Just a few years ago, treatment options were bleak for people living with hepatitis C virus (HCV)—especially those with advanced liver disease, who most urgently need a cure. Attempting to rid the body of the virus meant rolling dice loaded with dreary odds for success and spending a year suffering through flu-like side effects from the dreaded weekly injectable drug interferon.
In 2011, the first pair of direct-acting antivirals (DAAs) to treat hep C were released. These drugs upped cure rates and lowered treatment times, although they still had to be taken with interferon. Then, at the end of 2013, the U.S. Food and Drug Administration (FDA) approved Gilead Sciences’ Sovaldi (sofosbuvir) and Janssen’s Olysio (simeprevir), two DAAs that have kick-started a revolution in hep C care that will only accelerate during the coming year or two.
“This is a time when spectacular results in curing HCV are the norm,” said Douglas T. Dieterich, MD, a professor of medicine at the Icahn School of Medicine at Mount Sinai in New York City. “In addition, these treatments require a shorter duration of therapy and often have less toxicity.”
Current guidelines typically recommend 12 to 24 weeks of treatment with Sovaldi, interferon and the drug ribavirin. This offers an 85 percent to 95 percent chance of a cure in most cases. Those with genotype 1 of the virus who are ineligible to take interferon—which some clinicians argue includes those who simply do not want to take the drug—may opt for 12 weeks of Olysio, Sovaldi and ribavirin or 24 weeks of Sovaldi and ribavirin.

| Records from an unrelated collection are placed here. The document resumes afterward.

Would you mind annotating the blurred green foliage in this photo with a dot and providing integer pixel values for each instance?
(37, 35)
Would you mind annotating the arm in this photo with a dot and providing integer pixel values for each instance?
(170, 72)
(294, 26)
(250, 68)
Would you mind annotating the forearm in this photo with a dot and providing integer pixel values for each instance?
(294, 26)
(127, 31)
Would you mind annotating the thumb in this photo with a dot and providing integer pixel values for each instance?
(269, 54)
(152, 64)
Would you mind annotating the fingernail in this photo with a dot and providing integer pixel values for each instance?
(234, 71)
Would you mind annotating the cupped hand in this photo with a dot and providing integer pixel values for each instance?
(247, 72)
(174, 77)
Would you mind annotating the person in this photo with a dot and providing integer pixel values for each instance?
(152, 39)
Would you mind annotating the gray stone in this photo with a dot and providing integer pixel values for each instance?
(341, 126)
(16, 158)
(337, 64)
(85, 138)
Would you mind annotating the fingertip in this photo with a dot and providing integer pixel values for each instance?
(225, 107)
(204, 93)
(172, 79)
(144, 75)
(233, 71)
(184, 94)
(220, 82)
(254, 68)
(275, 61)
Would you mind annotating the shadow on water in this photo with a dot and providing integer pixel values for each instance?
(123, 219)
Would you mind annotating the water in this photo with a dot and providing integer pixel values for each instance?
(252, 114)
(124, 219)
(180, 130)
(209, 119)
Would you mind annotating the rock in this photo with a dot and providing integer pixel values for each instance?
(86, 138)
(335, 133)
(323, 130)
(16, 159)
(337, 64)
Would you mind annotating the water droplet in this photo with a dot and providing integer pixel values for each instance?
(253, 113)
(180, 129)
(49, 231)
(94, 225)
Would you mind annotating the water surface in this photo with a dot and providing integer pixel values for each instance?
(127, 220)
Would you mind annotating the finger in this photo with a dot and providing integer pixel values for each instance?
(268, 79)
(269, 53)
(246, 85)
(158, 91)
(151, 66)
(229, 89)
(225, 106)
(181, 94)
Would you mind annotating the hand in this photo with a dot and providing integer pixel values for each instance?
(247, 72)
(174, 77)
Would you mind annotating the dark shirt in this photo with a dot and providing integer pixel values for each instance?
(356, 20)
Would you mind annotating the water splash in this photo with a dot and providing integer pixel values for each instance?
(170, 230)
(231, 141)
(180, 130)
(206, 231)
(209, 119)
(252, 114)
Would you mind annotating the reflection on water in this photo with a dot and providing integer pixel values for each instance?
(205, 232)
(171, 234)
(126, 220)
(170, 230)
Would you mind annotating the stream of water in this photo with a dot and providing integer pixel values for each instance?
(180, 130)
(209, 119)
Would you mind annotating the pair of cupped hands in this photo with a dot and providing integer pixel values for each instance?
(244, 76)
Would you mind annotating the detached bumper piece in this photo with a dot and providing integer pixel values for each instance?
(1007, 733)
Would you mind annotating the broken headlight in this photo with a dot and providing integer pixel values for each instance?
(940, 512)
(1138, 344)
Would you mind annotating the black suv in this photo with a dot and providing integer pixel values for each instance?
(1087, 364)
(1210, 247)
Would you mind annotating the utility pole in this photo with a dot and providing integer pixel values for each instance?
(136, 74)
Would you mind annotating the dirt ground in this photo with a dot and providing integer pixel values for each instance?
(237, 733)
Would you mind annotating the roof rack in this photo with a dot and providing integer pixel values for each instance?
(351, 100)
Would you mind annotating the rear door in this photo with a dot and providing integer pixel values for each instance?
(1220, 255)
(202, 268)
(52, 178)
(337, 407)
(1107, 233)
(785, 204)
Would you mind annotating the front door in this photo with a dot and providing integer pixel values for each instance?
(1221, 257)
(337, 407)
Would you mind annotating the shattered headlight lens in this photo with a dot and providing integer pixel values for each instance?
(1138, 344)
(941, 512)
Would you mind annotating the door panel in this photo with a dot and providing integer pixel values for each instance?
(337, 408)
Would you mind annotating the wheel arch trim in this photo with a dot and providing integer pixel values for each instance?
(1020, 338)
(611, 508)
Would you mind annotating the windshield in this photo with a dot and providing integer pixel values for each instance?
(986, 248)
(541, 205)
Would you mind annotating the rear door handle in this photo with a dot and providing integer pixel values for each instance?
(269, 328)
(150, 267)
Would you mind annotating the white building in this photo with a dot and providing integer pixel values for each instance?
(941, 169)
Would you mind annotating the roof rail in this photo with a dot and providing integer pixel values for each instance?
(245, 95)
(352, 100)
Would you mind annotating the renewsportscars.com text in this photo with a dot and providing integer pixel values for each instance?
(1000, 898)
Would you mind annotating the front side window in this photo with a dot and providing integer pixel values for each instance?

There is also good news for those who are coinfected with hep C and HIV. Not only is Sovaldi the first DAA specifically approved for use in coinfected people, but recent research also shows that this population’s chances of a cure are no different than those without HIV. Also, in most cases Sovaldi can be paired safely with HIV meds.
Thanks to the pent-up demand for treatment and Sovaldi’s $84,000 price tag for 12 weeks of therapy, Gilead made $2.3 billion in sales during the first three months of 2014, about $2 billion of it in the United States. This obliterated the record for any drug’s entire first year on the market. By comparison, during the same period Janssen sold $354 million of Olysio, which costs $66,360 for 12 weeks.
With so much at stake, a handful of pharmaceutical companies are locked in a competitive race to bring new combination therapies to market that will drive success rates into the 95 percent-plus range for most people, while further lowering treatment times and doing away with interferon for good, not to mention ribavirin, which can cause anemia, among other side effects. Between February and May, Gilead, Janssen, Bristol-Myers Squibb and AbbVie all submitted applications to the FDA for new interferon-free hep C combination regimens. This means that in all likelihood the last few months of 2014 will produce more dramatic changes in the treatment landscape. According to Daniel Fierer, MD, an assistant professor of medicine in infectious diseases, also at Mount Sinai, present treatment priority should be for those with cirrhosis; others should probably hold off for this more golden opportunity.
In addition, the resulting competition could drive down prices as companies try to chip away at Gilead’s supremacy, providing much-needed relief to overtaxed insurers, both public and private.